John Grant, president of the Palm Beach Maritime Museum,
tells me later that even the Kennedy Library was not aware of the bunker's
existence, nor will the organization acknowledge it now. But Grant has
proof in a collection of testimonials and documents--including a set
of Seabee construction orders describing the project as "Detachment
Hotel." "It was definitely a fallout shelter," he says,
noting that Kennedy spent "about every weekend" in Palm Beach--including
the one before his assassination. Built in seven days, the site has become
a historical footnote, so secret that there's hardly anyone to remember
it. "I talked to [Kennedy speechwriter Theodore] Sorensen, and he
didn't know about it," Grant says. "There's supposed
to be another one for Kennedy up in Nantucket."
So can George W. Bush expect similar digs--perhaps
a shelter buried somewhere on his Texas ranch? Bush will have recourse,
as all presidents since Eisenhower have had, to Virginia's legendary
Mount Weather. A reputed "underground city," the site was completed
in 1958 by the U.S. Army Corps of Engineers as part of the so-called Federal
Relocation Arc of structures to which the various branches of government
would repair in the event of a national catastrophe. The "special
facility" is now managed by the Federal Emergency Management Agency,
which uses the site as an emergency management and conference center.
(The agency politely declines any comment on its link to presidential
survival.)
But things have changed since Kennedy's day,
notes defense policy analyst John Pike. With the cessation of the Cold
War, places like Mount Weather have seen their budgets cut; the Federal
Reserve's bunker in Culpepper, Virginia--would-be home to the
postapocalyptic economy--now belongs to the Library of Congress.
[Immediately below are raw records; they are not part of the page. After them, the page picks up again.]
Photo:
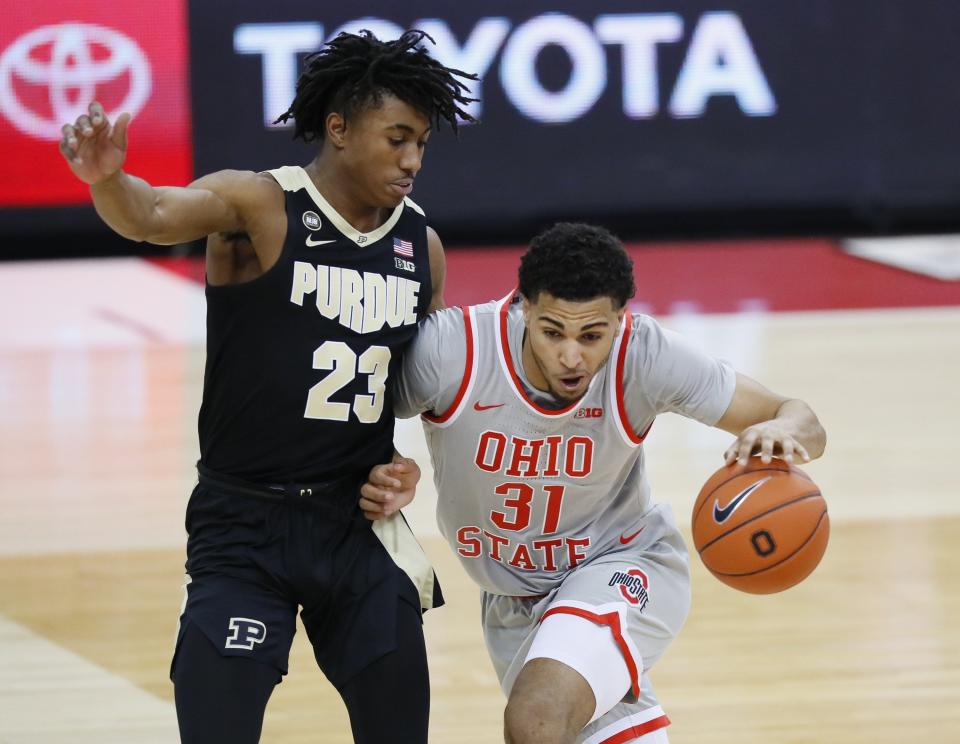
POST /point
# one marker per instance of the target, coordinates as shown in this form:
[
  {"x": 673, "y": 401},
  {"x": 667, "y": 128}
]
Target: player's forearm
[
  {"x": 799, "y": 419},
  {"x": 127, "y": 204}
]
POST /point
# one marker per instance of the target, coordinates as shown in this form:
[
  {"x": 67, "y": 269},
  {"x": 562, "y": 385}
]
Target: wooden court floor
[{"x": 96, "y": 446}]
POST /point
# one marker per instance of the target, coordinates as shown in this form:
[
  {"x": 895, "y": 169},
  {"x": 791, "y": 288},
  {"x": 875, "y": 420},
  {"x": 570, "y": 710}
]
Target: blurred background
[{"x": 787, "y": 179}]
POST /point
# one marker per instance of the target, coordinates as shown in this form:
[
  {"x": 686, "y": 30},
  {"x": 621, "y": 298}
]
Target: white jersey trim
[
  {"x": 294, "y": 178},
  {"x": 644, "y": 722},
  {"x": 446, "y": 418}
]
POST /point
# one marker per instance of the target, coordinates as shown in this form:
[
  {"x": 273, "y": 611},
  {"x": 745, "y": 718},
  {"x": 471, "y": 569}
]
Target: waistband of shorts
[{"x": 338, "y": 497}]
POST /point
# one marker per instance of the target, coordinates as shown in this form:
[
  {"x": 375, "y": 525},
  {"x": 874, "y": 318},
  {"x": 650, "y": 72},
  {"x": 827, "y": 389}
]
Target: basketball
[{"x": 760, "y": 527}]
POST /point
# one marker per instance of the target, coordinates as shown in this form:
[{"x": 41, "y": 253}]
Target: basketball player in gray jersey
[{"x": 535, "y": 409}]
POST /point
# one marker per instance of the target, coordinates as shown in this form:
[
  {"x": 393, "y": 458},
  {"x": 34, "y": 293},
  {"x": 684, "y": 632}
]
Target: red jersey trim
[
  {"x": 612, "y": 621},
  {"x": 467, "y": 374},
  {"x": 637, "y": 730},
  {"x": 621, "y": 404}
]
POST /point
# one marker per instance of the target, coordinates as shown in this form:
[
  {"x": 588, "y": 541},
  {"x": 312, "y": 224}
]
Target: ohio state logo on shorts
[{"x": 633, "y": 586}]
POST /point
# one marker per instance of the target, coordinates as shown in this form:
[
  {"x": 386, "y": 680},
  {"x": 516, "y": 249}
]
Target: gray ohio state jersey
[{"x": 530, "y": 487}]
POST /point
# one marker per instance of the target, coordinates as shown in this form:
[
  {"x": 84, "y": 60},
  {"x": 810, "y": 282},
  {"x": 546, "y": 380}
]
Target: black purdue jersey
[{"x": 298, "y": 360}]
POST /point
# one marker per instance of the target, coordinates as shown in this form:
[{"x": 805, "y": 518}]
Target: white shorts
[{"x": 610, "y": 619}]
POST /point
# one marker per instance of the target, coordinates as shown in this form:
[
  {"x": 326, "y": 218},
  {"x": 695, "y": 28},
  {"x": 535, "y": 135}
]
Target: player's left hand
[
  {"x": 389, "y": 488},
  {"x": 768, "y": 439}
]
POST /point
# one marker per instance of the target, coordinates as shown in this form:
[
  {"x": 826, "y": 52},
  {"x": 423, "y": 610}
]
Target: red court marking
[{"x": 710, "y": 277}]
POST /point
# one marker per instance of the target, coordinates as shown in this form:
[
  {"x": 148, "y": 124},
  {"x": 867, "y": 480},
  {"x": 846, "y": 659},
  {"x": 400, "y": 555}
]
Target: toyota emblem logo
[{"x": 69, "y": 61}]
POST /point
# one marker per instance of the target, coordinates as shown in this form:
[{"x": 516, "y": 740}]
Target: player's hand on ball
[
  {"x": 766, "y": 439},
  {"x": 94, "y": 148},
  {"x": 389, "y": 488}
]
Now
that anyone with Internet access can sneak a glimpse of Mount Weather
or Area 51 via satellite imagery, many view such secret redoubts as strategically
obsolete, like hulking mainframe computers in an age of distributed networks.
The planning now, Pike says, is "much more focused on things like
an anthrax attack on the Washington Metro subway system rather than an
11,000 megaton lay-down general nuclear exchange."
But Pike suspects that contingency planning is still
in place for a nuclear attack. "I mean, think about it--how could
it be otherwise?" he says. "The U.S. government is about the
single most expensive thing there is. How could they not have a backup
copy?" There is a small White House bunker, Pike notes, and many
national parks near Washington could serve as emergency relocation centers,
now that the necessary communications hardware can fit in a fleet of trucks.
Then there's the legendary National Airborne Operations Center, housed
in a "militarized" Boeing 747 known as an E-4B. Boeing describes
it as "a survivable command post for control of U.S. forces in all
levels of conflict including nuclear war." But don't bet on
any personal fallout shelter for President Bush in his favored vacation
retreat of Boca Raton, Florida. "The challenge for emergency war
operations is not to ensure the survivability of the president,"
Pike says. "The challenge is to ensure the survivability of a president."
Hence the line of designated successors: "It doesn't matter
what the guy's name is, doesn't matter what his title was one
minute before the war started. The only question is: Can we find somebody
who is the current commander in chief?"
As the once occluded underground chambers of the Cold
War are brought to light--their blast doors open for all to see--there
is the lingering suspicion that there are other undiscovered places where
the executive body could ride out a nuclear or other threat. "I don't
necessarily assume that we've found all of the big Cold War bunkers,"
Pike says. One site at the National Communications System complex, in
Warrenton, Virginia, a Cold War--era facility that's home to
such activities as intelligence cryptology, still puzzles Pike. Station
B, on top of a mountain, looks strikingly familiar to him: "When
I look at aerial imagery of the thing, it sure looks like Mount Weather
to me. But is there a bunker in there? Nobody knows."